Emerging concepts regarding pro- and anti tumor properties of B cells in tumor immunity

Abstract

Controversial views regarding the roles of B cells in tumor immunity have existed for several decades. However, more recent studies have focused on its positive properties in antitumor immunity. Many studies have demonstrated a close association of the higher density of intratumoral B cells with favorable outcomes in cancer patients. B cells can interact with T cells as well as follicular dendritic cells within tertiary lymphoid structures, where they undergo a series of biological events, including clonal expansion, somatic hypermutation, class switching, and tumor-specific antibody production, which may trigger antitumor humoral responses. After activation, B cells can function as effector cells via direct tumor-killing, antigen-presenting activity, and production of tumor-specific antibodies. At the other extreme, B cells can obtain inhibitory functions by relevant stimuli, converting to regulatory B cells, which serve as an immunosuppressive arm to tumor immunity. Here we summarize our current understanding of the bipolar properties of B cells within the tumor immune microenvironment and propose potential B cell-based immunotherapeutic strategies, which may help promote cancer immunotherapy.

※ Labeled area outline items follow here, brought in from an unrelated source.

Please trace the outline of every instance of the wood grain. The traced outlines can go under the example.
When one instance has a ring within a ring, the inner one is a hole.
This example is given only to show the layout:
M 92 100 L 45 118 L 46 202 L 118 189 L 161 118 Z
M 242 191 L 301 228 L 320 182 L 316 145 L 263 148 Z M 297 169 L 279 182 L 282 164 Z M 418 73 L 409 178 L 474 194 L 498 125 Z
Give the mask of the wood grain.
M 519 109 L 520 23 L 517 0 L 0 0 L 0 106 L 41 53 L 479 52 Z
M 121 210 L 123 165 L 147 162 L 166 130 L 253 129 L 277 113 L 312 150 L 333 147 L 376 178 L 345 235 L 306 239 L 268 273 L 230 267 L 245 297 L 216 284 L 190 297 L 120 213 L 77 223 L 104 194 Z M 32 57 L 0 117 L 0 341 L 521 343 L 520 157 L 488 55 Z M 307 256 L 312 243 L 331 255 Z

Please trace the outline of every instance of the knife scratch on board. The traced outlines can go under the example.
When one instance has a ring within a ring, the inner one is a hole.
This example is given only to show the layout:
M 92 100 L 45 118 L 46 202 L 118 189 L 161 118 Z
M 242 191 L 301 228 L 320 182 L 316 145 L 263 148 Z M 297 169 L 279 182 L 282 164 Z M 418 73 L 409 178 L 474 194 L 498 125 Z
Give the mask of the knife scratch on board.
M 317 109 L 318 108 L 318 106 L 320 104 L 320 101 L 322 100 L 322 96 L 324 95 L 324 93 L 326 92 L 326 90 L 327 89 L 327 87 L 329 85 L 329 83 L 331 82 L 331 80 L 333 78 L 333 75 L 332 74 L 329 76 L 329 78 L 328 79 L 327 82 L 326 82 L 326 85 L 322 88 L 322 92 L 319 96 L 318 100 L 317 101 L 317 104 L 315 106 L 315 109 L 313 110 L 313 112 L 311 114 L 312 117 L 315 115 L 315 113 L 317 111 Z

Keywords: B-lymphocytes; humoral immunity; immunotherapy; prognosis; tertiary lymphoid structures; tumor microenvironment; tumor-infiltrating lymphocytes.

Figure 1

The migration pathways and diverse properties of TLS- and non-TLS-associated B cells in the TME. Naïve B cells are recruited and infiltrate into the TME via HEVs, mainly locating in the mantle zone of TLSs. After exposure to tumor antigens within the GCs, B cells interact with follicular helper T cells as well as follicular dendritic cells, and undergo a series of biological events, including clonal expansion, somatic hypermutation, class switching, and tumor-specific antibody production. Effector B cells or plasma cells elicit antitumor responses via direct tumor killing, antigen presentation, and antibody-mediated tumor cell lysis. In contrast, Bregs impair antitumor immunity through immunosuppressive cytokines, which inhibit the activity of T cells as well as NK cells, and induce Tregs, MDSCs, and angiogenesis.

Figure 2

Prognostic value of CD20⁺ TIBs according to cancer type. Bars represent the number of cohorts with positive (green), no effect (white), or negative (red) prognostic significance for the indicated cancer types. We searched PubMed for peer-reviewed articles reporting on the prognostic value in human solid tumors due to the obvious confounding issues. The following search terms and logic gates were used for the PubMed search: “B-cell” AND “cancer” AND “prognosis”.